祖母は、とてもしっかりしていて、気丈な性格だった。
しかし、その人生の間に、弟にも、息子にも、夫にも、娘にも、孫にも、妹にも、先立たれた。
どれもさぞかしつらく悲しい別れだったろうと思う。
祖母は、毎日必ず、朝夕、仏壇で正信偈と念仏を称えていた。
その背中を見て、なんとなく、小さい頃から私も正信偈や念仏は尊いものだと思ったものである。
私が正信偈や念仏の意味がある程度わかるようになったのは、恥ずかしながら祖母が往生した後だった。

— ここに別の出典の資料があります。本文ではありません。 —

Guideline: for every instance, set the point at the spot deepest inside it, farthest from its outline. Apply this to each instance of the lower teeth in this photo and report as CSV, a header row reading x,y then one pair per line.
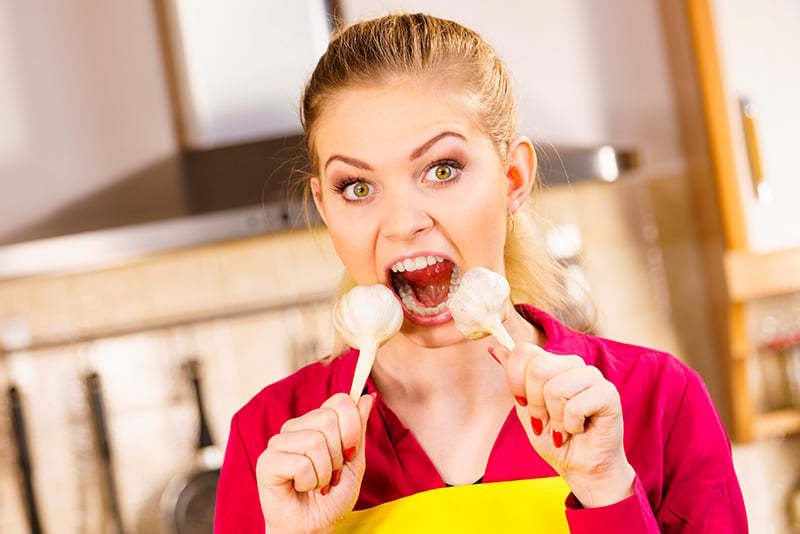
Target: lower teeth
x,y
407,296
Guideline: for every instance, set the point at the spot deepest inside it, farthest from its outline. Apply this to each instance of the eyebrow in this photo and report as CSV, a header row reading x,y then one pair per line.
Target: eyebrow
x,y
350,161
417,152
424,147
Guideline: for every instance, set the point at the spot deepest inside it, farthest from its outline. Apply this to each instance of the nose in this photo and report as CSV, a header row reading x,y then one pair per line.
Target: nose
x,y
404,216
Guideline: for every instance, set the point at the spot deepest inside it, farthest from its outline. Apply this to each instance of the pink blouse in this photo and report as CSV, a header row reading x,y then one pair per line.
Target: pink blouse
x,y
673,439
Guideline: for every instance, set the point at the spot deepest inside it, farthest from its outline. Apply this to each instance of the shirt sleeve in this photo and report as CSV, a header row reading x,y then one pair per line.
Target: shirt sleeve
x,y
629,515
701,492
237,507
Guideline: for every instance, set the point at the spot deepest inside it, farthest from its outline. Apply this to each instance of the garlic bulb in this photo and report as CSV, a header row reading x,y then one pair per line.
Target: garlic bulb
x,y
367,317
479,306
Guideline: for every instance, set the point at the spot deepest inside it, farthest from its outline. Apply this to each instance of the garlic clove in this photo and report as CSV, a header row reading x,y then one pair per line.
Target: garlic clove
x,y
479,306
367,317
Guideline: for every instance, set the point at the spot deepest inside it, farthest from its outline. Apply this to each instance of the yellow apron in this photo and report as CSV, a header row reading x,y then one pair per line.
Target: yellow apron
x,y
537,505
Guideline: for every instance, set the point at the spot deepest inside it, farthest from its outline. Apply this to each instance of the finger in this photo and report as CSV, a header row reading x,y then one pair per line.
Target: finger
x,y
596,401
349,427
316,435
540,369
277,467
564,385
365,405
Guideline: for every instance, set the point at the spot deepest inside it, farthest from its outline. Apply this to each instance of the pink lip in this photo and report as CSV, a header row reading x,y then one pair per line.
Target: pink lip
x,y
432,320
414,255
419,320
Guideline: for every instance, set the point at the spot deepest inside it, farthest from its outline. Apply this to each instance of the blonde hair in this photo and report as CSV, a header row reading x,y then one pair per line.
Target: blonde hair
x,y
403,45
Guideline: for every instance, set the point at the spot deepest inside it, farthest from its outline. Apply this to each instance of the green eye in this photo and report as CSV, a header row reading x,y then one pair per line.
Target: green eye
x,y
443,172
356,191
360,190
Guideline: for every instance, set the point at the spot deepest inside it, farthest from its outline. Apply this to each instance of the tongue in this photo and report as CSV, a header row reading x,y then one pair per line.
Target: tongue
x,y
431,284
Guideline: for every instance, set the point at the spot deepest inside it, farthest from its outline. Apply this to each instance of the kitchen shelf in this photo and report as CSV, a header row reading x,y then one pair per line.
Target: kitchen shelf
x,y
777,423
754,275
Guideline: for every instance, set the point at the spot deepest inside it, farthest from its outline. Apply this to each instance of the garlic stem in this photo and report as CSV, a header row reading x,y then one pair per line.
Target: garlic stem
x,y
366,357
367,317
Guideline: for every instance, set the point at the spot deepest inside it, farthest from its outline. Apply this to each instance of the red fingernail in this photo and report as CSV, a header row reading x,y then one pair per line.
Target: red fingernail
x,y
536,425
491,351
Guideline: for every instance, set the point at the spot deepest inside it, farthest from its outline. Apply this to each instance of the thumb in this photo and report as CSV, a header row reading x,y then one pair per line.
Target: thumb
x,y
365,405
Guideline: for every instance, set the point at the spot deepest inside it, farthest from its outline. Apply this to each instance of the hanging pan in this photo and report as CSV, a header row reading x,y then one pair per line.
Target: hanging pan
x,y
187,504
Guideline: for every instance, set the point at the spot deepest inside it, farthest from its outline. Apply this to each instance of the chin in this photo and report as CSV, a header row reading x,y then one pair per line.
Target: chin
x,y
431,335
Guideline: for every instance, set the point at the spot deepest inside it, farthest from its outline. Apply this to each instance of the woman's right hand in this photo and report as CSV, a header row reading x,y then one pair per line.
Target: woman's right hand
x,y
309,476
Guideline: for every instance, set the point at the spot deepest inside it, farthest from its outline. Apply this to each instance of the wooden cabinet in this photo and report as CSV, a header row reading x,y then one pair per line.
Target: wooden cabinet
x,y
737,86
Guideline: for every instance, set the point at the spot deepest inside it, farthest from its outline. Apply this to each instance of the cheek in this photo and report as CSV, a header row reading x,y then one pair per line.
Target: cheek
x,y
354,245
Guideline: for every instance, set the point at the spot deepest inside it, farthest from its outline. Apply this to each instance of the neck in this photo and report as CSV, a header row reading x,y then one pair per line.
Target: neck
x,y
405,369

祖母の縁あればこそ、自分も仏法を聴き、念仏を申す身になったのだと思う。
苦労の多い人生だったと思うが、戦前の人というのは、本当にしっかりしたものだったと、祖母を思うたびに思う。
母方の祖父は私が生れる前に亡くなっていたので会ったことはない。
母方の祖父母は、若い時は祖父の仕事の関係で北京に七年間住んでいて、北京の一等地で良い暮らしをしていたそうだが、敗戦で何もかも失い、ほとんど身一つで引き揚げてきた。
そのあと、祖父は何人かの友人と事業を始めて、それなりに軌道に乗って、またそれなりに裕福になったそうだけれど、さぞかし敗戦の直後は大変だったと思う。
戦前戦中戦後を生きた人は、誰もが大変な思いをし、誰もがとてつもない忍耐をし、誰もが一つのドラマや小説になる人生を生きたのだと思うけれど、祖母もまた、ごく普通の庶民だったが、そのような一人だったのだと思う。
どうも私はすぐに音をあげたくなり、へこたれることが多いのだが、祖母や祖父たちを思うと、これしきのことで音をあげていたらいけないなぁと反省させられる。
いかに多くの苦しみや悲しみがあろうと、念仏や正信偈があれば、生き抜いていけるということを、祖母は身を以て示してくれたのだと、今にして思う。